Her copy of Lord Byron's love poems was heavily highlighted and dog-eared, passages marked and notes made on almost every page. It was the book she had owned for the longest and read the most. She hadn't been sure about sharing it with Malfoy, but in the end she stuck it in her robes and came on. She watched his face as he flipped through it.

That bare curve graced the corner of his lip again. "Not situationally appropriate at all, it appears," he said softly. He closed the book and looked at her. "Is it?"

His eyes were exactly like a stormy sky and an iceberg and the ocean all at once, she thought. A sky about to rain on her and an iceberg headed straight towards her ship, an ocean she might drown in. "No," she said quietly. "Not at all."

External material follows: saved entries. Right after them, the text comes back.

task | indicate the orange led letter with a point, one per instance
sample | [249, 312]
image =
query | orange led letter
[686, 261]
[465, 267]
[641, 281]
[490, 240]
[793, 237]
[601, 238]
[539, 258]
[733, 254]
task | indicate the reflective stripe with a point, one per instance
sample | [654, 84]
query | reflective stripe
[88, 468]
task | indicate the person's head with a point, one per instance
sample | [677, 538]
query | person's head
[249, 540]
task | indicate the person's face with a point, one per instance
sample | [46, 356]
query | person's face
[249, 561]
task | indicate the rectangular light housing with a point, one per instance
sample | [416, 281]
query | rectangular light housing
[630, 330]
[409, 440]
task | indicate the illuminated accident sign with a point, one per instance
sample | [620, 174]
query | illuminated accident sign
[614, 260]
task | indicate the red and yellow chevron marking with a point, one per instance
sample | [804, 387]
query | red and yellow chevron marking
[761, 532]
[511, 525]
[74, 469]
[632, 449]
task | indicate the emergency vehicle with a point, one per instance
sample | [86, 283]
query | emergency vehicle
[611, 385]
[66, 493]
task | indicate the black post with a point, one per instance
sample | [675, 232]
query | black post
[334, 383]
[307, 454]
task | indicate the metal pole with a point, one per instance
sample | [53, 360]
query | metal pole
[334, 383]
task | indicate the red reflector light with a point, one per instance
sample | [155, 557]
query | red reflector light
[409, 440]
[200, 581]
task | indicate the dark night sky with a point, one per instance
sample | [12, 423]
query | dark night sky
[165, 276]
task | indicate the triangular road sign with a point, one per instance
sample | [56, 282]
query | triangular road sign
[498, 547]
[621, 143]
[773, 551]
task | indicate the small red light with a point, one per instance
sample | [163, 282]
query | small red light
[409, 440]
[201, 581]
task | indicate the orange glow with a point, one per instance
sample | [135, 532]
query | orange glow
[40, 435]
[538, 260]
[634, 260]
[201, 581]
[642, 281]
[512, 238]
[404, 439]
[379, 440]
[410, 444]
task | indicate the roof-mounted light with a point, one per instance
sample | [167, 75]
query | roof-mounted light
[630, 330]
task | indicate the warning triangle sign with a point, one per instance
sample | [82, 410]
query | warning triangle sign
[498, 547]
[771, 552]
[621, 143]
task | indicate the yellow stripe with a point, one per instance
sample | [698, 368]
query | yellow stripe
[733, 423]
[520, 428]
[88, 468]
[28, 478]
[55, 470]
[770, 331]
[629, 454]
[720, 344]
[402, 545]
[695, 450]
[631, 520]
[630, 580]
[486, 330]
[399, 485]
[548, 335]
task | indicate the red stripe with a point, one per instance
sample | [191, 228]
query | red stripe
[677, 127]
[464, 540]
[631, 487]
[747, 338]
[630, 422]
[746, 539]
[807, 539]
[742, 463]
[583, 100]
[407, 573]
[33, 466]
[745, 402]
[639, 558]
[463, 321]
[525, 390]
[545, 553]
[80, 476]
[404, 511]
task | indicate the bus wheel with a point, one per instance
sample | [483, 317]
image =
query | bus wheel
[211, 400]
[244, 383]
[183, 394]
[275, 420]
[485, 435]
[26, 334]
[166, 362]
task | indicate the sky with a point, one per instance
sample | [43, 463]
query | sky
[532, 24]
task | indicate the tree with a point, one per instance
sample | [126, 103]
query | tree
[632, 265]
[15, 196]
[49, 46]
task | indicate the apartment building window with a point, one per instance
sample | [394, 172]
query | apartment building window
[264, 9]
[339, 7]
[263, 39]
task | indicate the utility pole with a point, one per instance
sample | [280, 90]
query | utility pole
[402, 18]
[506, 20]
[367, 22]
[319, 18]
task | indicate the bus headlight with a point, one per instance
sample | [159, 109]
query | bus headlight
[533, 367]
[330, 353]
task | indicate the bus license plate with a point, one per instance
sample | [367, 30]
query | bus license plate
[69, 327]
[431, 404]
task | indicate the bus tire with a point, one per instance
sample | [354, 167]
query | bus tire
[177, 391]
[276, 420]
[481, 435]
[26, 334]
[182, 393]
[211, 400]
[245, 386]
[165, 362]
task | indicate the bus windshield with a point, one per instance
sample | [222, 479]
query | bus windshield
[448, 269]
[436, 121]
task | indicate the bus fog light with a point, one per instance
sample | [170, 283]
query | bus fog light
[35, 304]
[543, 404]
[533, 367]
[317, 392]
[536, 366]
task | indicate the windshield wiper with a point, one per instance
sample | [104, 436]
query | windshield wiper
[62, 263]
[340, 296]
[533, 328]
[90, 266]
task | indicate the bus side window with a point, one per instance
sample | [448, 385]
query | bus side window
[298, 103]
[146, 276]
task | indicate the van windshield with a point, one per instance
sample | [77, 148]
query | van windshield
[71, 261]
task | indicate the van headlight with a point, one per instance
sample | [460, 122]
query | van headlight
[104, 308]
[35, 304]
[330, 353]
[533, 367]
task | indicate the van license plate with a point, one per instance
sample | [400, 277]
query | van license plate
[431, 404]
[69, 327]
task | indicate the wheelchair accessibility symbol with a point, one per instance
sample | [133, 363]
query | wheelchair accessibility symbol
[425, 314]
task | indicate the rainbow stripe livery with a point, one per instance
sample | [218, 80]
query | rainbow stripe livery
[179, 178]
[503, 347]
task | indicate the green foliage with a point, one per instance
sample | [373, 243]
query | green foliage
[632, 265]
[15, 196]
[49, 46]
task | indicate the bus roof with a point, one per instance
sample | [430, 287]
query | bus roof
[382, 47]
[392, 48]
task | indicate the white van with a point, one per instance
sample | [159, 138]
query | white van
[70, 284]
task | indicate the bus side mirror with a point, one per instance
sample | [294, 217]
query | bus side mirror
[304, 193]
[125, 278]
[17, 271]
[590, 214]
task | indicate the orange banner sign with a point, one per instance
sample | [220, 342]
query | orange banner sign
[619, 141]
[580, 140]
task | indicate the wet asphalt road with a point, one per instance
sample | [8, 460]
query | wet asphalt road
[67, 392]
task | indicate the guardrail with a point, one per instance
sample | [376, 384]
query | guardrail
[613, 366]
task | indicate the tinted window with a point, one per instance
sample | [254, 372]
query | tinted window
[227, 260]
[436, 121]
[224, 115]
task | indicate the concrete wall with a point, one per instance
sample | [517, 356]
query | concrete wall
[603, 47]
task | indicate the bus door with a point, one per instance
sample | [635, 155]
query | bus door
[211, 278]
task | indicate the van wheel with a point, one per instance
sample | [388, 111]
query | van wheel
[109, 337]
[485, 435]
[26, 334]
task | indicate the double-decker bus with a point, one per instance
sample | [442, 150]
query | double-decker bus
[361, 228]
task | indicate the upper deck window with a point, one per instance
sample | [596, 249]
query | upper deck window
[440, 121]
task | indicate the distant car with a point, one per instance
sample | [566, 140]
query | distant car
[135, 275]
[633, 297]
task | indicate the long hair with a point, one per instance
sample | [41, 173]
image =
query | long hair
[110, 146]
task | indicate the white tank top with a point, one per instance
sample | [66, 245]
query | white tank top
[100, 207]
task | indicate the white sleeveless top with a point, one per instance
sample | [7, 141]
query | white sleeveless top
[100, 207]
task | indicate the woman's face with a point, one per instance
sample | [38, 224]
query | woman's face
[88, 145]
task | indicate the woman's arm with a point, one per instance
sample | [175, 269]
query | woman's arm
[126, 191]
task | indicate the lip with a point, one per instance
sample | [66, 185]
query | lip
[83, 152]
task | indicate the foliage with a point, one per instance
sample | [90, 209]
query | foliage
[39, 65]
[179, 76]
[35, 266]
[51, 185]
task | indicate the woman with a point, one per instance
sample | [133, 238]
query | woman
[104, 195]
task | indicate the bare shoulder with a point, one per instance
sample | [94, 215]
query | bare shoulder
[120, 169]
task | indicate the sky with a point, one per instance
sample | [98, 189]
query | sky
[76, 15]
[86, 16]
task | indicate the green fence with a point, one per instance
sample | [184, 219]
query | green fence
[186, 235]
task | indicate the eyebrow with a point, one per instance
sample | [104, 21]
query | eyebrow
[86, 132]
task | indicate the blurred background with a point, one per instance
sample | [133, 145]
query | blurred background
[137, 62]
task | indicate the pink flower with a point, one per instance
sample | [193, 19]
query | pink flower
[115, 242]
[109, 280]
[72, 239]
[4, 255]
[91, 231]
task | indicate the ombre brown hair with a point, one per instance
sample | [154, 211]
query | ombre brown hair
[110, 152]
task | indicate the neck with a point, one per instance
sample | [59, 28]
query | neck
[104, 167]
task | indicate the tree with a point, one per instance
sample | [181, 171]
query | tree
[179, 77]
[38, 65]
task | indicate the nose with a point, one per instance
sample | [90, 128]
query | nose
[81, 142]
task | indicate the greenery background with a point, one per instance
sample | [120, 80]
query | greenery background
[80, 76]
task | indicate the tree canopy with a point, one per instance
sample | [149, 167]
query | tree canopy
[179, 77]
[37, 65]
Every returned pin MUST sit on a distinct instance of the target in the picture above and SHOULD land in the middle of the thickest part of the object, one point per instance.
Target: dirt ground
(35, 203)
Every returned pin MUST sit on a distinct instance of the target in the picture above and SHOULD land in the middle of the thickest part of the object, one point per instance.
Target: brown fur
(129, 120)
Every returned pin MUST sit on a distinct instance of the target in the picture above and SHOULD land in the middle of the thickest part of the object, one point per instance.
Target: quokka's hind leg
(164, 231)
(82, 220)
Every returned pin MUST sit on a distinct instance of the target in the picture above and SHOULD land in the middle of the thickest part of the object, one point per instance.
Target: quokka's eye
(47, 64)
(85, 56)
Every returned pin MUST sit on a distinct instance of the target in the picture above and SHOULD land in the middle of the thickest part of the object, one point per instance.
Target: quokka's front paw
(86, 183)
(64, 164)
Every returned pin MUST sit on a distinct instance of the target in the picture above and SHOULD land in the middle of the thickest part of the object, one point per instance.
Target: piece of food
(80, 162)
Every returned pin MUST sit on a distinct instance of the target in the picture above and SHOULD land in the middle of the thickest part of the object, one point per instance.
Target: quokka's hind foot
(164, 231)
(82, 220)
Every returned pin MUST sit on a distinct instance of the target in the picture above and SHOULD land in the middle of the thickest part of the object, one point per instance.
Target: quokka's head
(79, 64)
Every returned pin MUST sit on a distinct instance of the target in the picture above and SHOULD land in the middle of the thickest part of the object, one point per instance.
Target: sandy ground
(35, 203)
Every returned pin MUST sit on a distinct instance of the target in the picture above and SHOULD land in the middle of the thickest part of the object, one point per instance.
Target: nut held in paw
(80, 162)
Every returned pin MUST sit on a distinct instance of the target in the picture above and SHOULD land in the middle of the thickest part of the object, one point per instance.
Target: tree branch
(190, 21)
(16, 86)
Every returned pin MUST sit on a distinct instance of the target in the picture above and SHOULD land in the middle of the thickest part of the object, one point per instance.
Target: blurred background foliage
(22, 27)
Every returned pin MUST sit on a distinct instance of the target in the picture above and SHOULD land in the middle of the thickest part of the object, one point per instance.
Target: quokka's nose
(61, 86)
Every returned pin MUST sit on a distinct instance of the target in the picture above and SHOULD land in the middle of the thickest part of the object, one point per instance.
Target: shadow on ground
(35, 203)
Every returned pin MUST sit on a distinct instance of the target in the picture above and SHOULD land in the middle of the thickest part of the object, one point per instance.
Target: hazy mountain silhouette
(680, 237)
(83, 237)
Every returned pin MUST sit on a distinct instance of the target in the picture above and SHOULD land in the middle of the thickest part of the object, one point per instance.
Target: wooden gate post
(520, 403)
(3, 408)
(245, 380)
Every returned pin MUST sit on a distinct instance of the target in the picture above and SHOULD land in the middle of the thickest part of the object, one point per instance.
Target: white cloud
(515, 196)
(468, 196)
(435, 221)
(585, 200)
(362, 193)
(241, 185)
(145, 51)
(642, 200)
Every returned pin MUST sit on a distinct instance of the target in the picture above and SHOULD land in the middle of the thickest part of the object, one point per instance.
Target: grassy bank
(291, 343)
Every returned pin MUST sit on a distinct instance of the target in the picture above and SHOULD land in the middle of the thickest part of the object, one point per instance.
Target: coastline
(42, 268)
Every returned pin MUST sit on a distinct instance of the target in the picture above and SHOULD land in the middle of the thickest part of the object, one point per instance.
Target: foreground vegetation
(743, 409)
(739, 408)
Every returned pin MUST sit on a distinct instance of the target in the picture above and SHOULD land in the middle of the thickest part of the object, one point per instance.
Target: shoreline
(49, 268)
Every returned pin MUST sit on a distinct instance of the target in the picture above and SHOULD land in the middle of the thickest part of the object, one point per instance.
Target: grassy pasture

Malfoy looked at her a moment longer, the breeze teasing his moonbeam hair. Then he smirked. "You should go to bed, Granger. Big day with the kiddies tomorrow and all."

"Yes," Hermione stood, brushing off her robes and smoothing her unruly hair. "I should be going." She turned and walked hurriedly away, towards the safety of her room and her fireplace and the promise of a cup of tea that would hopefully make her not think too much before she tried to sleep.

"Hermione," he called softly. She turned around.

He held up the book of love poems. "Thanks."

"You're welcome, Draco."

He smirked. "Next Friday?"

She nodded. "Next Friday."

Then the turned and walked away in opposite directions, and the courtyard was empty and silent but for the moonlight and the wind.